Ranoa and colleagues demonstrated that STING is directly involved in tumor cell-cycle progression and that STING-mediated regulation of p21 requires both NFκB and p53. Immortalized MEFs from STING−/− mice or cancer cells with downregulated STING expression had a faster growth rate and a shorter overall cell cycle compared with controls. Because several STING-dependent genes are components of the CDKN1A/RB/MDM2 network, including the stoichiometric cyclin-dependent kinase inhibitor p21, they also demonstrated that CDKN1A is a downstream target of STING and loss of STING could lead to the deactivation of p21. In addition, overexpression of STING led to higher activation of NFκB and p21, while p53 depletion in these cells abolished p21 activation, suggesting that NFκB and p53 are required for STING-CDKNA1A cell-cycle regulation. Progression from G2 to M phase is driven by activation of the CDK1/cyclin B1 complex. They observed that STING−/− MEFs exhibited lower levels of CDK1 and higher levels of the mitotic checkpoint proteins BUB1 and MAD2L1 that are always associated with aggressive tumor cell proliferation. The karyotypic analyses using STING−/− MEFs also suggested a higher degree of chromosomal aberrations and polyploidy, and these aberrations are enhanced by IR. Taken together, their findings suggest a putative tumor-suppressive role for STING, which is involved in cell-cycle regulation and chromosomal quality control.

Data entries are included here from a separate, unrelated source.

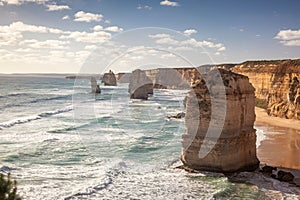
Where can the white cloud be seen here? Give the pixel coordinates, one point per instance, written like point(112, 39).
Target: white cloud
point(65, 17)
point(160, 35)
point(20, 2)
point(168, 40)
point(9, 38)
point(189, 32)
point(222, 49)
point(114, 29)
point(11, 34)
point(87, 17)
point(290, 42)
point(98, 28)
point(48, 44)
point(90, 47)
point(289, 37)
point(168, 55)
point(168, 3)
point(145, 7)
point(94, 37)
point(54, 7)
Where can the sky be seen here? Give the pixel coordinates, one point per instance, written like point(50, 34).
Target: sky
point(71, 36)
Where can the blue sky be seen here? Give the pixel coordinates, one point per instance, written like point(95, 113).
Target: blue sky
point(59, 36)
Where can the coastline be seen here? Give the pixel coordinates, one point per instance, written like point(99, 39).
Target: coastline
point(262, 118)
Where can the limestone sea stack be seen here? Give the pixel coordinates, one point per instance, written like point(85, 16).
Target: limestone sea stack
point(109, 79)
point(234, 147)
point(277, 85)
point(95, 87)
point(140, 86)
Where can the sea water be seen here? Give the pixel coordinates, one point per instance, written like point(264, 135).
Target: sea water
point(59, 141)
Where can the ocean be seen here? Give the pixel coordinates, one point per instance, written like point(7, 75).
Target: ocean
point(59, 141)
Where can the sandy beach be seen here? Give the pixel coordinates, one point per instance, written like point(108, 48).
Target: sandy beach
point(281, 144)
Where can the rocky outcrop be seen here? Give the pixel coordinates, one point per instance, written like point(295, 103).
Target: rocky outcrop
point(233, 149)
point(109, 79)
point(123, 77)
point(95, 87)
point(140, 85)
point(276, 84)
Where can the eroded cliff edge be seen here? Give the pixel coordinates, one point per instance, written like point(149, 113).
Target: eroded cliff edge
point(233, 148)
point(277, 85)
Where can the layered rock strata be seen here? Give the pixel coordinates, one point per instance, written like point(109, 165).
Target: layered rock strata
point(140, 85)
point(234, 147)
point(276, 84)
point(95, 87)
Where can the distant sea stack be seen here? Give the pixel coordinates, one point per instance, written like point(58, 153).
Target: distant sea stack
point(235, 147)
point(277, 85)
point(140, 85)
point(109, 79)
point(95, 87)
point(123, 77)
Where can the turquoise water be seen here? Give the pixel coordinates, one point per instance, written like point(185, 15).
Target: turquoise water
point(62, 142)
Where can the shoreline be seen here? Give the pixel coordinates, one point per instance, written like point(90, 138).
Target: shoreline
point(263, 118)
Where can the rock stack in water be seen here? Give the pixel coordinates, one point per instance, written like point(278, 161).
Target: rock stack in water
point(140, 86)
point(109, 79)
point(231, 142)
point(95, 87)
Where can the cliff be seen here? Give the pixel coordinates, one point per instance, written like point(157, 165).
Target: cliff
point(277, 85)
point(229, 140)
point(109, 79)
point(140, 86)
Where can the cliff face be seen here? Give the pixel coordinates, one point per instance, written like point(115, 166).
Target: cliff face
point(234, 148)
point(109, 79)
point(276, 83)
point(140, 86)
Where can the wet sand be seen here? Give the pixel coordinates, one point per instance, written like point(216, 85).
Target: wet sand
point(281, 144)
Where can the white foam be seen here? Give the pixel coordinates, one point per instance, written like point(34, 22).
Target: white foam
point(30, 118)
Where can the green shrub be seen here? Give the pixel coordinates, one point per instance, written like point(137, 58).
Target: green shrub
point(8, 188)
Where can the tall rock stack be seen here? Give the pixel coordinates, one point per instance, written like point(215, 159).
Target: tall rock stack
point(109, 79)
point(140, 86)
point(95, 87)
point(277, 85)
point(234, 147)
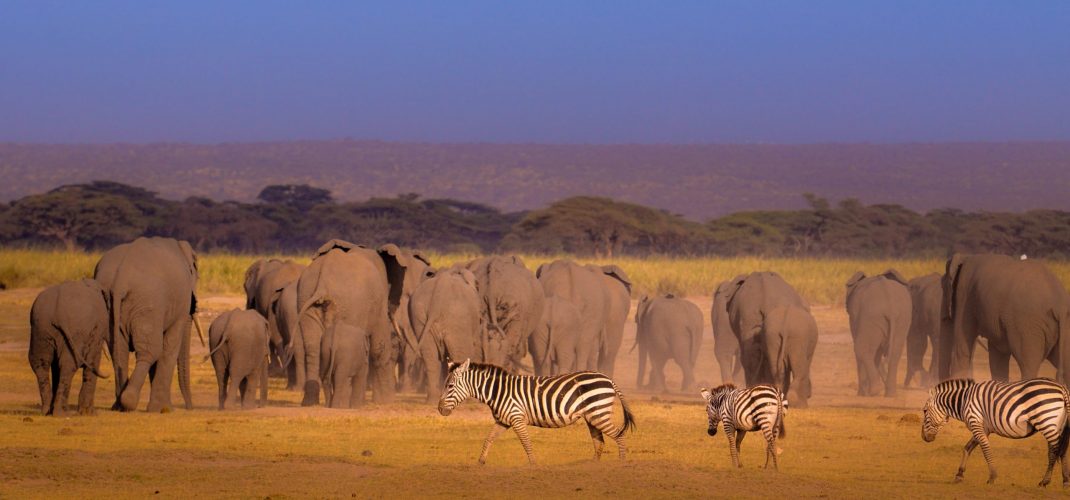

The increased genomic instability could be favored by the tumor cells because it can promote transformation and create a tumor-permissive phenotype. However, excessive DNA damage with early mitotic entry could also lead to mitotic catastrophe and cell death. Ranoa and colleagues also provide a possible rationale for cancer therapy. They hypothesized that further impairing G2–M regulation in STING-deficient cells by blocking CDK1 Tyr15 phosphorylation by WEE1 might cause synergistic lethality and further sensitize the cells to IR. WEE1 inhibitors have been shown to trigger mitotic entry prior to completion of DNA synthesis and DNA damage repair. As expected, STING-depleted tumor cells treated with the WEE1 inhibitor MK1775 and, in combination with IR, exhibited greater growth inhibition and enhanced the cell-killing effects of IR.
In summary, this study identified a tumor-suppressive function of STING as a cell-cycle regulator in addition to a stimulator of antitumor immune response. More importantly, these findings suggest a connection in STING-depleted cells among dysregulated cell cycle, accumulated errors in their genome, and failure to activate host immune proinflammatory responses. This study could guide the design of future cancer treatment involving IR and cancer immunotherapies.
Disclosure of Potential Conflicts of Interest
No potential conflicts of interest were disclosed.